Saturday, August 6, 2011

ELEGY FOR APRIL: BENJAMIN BLACK

Benjamin Black is the pen name for Booker Prize Winning author John Bannville, whom I have read before.  I heard that he wrote mysteries but didn't think much about it till I came across a couple of recommendations on line.  I really like his writing in this text, so interesting and imaginative, especially the descriptions of people, feelings, and places.  It puts the pot boiler, once a year, best selling writers to shame.  And you realize you read them mostly for plots, not for the writing and insight into the complications of human character, as well as I new way of seeing the world, especially the simple things like a moon, as he says, 'hoisted' in the sky, a lovely verb.  For another example, the major character, Quirke, a reforming alcoholic, in despair, finally downs his first whiskey describing it as such: "The bar man brought the whiskey, and Quirke drank off half of it in one swallow.  The feeling of it spreading through his chest made him think of a small, many branched tree bursting slowly into hot, bright flames."  If anyone remembers the first time they had a shot of whiskey, this description is perfect.  And the book continues in this way, with one interesting analogy or metaphor after another.

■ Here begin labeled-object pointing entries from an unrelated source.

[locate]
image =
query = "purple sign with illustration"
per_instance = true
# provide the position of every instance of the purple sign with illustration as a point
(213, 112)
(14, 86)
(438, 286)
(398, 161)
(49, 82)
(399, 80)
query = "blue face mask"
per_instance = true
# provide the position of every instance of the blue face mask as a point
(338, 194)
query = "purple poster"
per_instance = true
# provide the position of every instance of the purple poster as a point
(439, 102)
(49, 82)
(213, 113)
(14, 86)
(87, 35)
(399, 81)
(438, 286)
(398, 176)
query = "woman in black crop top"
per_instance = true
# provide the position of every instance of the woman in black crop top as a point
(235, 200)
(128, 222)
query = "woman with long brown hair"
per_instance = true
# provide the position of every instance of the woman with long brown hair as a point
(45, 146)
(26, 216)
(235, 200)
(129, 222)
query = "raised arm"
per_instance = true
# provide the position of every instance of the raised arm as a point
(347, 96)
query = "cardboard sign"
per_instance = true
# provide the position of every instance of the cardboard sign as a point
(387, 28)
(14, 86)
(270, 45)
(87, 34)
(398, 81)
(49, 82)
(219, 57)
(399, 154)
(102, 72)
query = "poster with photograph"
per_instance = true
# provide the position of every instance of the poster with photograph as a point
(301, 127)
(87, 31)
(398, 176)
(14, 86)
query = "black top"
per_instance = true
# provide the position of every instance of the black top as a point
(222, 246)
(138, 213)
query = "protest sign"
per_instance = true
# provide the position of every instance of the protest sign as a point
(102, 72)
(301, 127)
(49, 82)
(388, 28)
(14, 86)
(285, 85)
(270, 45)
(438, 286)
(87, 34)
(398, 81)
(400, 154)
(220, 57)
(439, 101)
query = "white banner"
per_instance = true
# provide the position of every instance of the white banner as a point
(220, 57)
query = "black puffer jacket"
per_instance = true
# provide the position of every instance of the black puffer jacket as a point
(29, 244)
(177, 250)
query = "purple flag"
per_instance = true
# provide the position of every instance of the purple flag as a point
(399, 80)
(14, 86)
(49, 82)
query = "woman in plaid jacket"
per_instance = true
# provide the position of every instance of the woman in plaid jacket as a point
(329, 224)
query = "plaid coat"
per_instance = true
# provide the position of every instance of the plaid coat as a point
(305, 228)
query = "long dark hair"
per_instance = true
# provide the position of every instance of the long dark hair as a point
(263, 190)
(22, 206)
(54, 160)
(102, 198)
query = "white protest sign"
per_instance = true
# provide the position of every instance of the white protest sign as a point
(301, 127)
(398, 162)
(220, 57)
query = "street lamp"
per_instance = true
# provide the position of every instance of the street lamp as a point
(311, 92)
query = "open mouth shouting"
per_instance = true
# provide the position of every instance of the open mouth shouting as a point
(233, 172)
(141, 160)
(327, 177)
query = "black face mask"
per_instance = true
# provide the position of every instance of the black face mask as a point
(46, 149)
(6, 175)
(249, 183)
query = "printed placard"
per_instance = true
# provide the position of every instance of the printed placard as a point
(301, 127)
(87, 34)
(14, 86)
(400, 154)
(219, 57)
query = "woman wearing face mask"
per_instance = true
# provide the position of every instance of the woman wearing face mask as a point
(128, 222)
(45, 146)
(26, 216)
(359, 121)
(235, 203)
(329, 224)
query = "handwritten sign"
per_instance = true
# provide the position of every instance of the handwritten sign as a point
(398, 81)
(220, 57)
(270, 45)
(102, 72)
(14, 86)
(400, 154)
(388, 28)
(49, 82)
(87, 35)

The story revolves around Quirke, a coroner, his daughter Phoebe, though he allowed her to think she was his step brother's daughter until she discovered the truth...Quirke was her father.  The impetus of the story stems from the disappearance of Phoebe's friend, April Latimer, daughter of a grand family, though seemingly the black sheep.  In the quest to find out what happened, we meet Phoebe's friends, Quirke finds love(sort of), with one of them, and we come across the competent Inspector Hackett, an old friend of Quirke, and a potpourri of Phoebe's friends, all interesting in their own way.  Qurike is at the center, trying to escape from himself, or so he says, with drink, at first, hopefully later with Isabella, his daughter's friend.  Phoebe learns the hard way how little she knows about her friends, that we can not really know anyone, not even ourselves, much to her dismay and though she's less innocent at the end, she seems destined to always be disappointed.  This is worth reading for the language and writing alone if not the story, though it pulled me along quite nicely.  I am going to find the next one.